British artist and political cartoonist

Darren Cullen (born 1983) is a British-Irish artist and activist whose artwork satirises topics ranging from the insidious nature of advertising, from the culpability of the "Santa lie" to armed forces recruitment propaganda.

In 2014, his anti-army recruitment comic 'Join the Army' was added to the Victoria and Albert Museum permanent collection.

== Art ==

Cullen came to prominence as a student in 2005 when his plan to erect a billboard that attacked the commercialisation of Christmas was scrapped. Cullen says his 2012 work Baby's First Baby was about "the way these toys intrinsically train girls to have and care for children while they are still only children themselves". In 2014, Cullen opened a shop installation called 'Pocket Money Loans' in Finsbury Park at Atom Gallery. A payday loan shop for kids, which appeared to give children an advance on their pocket money at 5000% interest. In 2015, he took the work to Banksy's Dismaland, opening the shop in a portacabin next to the children's play area.

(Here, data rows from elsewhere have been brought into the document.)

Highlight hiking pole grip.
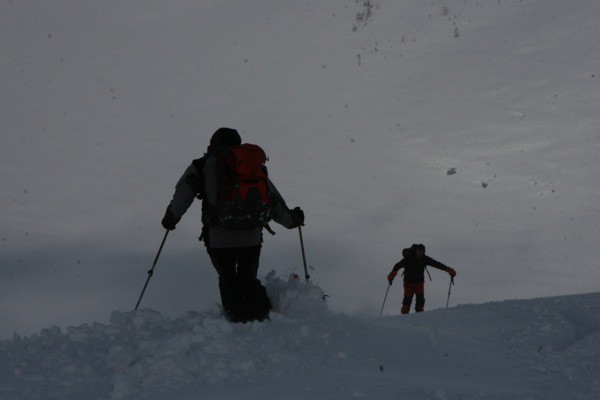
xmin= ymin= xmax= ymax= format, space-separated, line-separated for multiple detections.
xmin=134 ymin=229 xmax=170 ymax=310
xmin=298 ymin=226 xmax=310 ymax=283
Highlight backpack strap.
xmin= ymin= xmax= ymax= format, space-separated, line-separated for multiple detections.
xmin=191 ymin=157 xmax=207 ymax=199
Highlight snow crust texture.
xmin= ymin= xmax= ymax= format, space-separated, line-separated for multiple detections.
xmin=1 ymin=279 xmax=600 ymax=400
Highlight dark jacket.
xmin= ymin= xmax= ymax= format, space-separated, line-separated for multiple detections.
xmin=391 ymin=245 xmax=451 ymax=284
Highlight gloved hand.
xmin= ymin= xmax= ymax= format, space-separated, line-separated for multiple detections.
xmin=387 ymin=271 xmax=397 ymax=285
xmin=161 ymin=207 xmax=180 ymax=231
xmin=290 ymin=207 xmax=305 ymax=228
xmin=447 ymin=268 xmax=457 ymax=278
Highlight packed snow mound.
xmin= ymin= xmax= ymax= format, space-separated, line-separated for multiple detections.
xmin=265 ymin=270 xmax=329 ymax=319
xmin=2 ymin=291 xmax=600 ymax=400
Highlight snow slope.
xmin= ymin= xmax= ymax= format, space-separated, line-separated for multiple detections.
xmin=2 ymin=278 xmax=600 ymax=399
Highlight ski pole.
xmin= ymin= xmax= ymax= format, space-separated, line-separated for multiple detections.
xmin=298 ymin=226 xmax=310 ymax=283
xmin=134 ymin=229 xmax=170 ymax=310
xmin=379 ymin=283 xmax=391 ymax=317
xmin=446 ymin=276 xmax=454 ymax=308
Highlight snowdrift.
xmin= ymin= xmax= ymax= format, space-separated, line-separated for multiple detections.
xmin=2 ymin=277 xmax=600 ymax=400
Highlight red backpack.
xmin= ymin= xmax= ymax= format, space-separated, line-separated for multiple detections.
xmin=215 ymin=144 xmax=273 ymax=229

In 2015, alongside Veterans for Peace UK, he released a series of films called "Action Man: Battlefield Casualties". Directed by Price James, featuring Matt Berry and written by Cullen, the films parody '90s Action Man toy adverts to draw attention to the possible outcomes of military service through three short 'adverts' for PTSD Action Man, Paralysed Action Man and Dead Action Man. They were part of a campaign by Veterans for Peace UK to raise the British military age of recruitment from 16 to 18, in line with other European and NATO countries.

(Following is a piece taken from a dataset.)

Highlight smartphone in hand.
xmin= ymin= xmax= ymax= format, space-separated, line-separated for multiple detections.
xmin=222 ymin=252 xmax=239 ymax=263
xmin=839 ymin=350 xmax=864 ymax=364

In a protest against the Kreuzpflicht law, in 2018 Cullen sent out dozens of crucifixes to Bavarian state buildings, having altered each cross that the hanging hook was on the bottom edge, forcing the crucifix to be hung upside down. The packages contained instructions and a letter designed to look like official Bavarian state communications. This was funded and assisted by the non-theistic Satanic Temple's UK chapter, causing a religious schism that lead to the creation of Global Order of Satan.

In 2019 he opened a Museum of Neoliberalism in Leegate Shopping Centre, Lee, London, which he co-curated with art historian Gavin Grindon.

In 2021 Cullen created the 'Hell Bus' a mobile exhibition inside an old school bus that satirised Shell plc's greenwashing advertising campaigns, and brought it to Glasgow for COP26. The project featured on Joe Lycett's Channel 4 documentary Joe Lycett vs the Oil Giant. It has since appeared at Glastonbury Festival and The World Transformed in Liverpool.

== Music ==

Cullen played drums in the bands Shitdisco and Age of Consent. While a member of Shitdisco, he worked with the Japanese idol group 80_pan to compose and arrange the song "crazy", released on the 2008 album DISCO BABY.

== Writing ==

Cullen co-wrote a monthly satirical 'horoscopes' column with Mark Tolson for The Skinny magazine until 2017.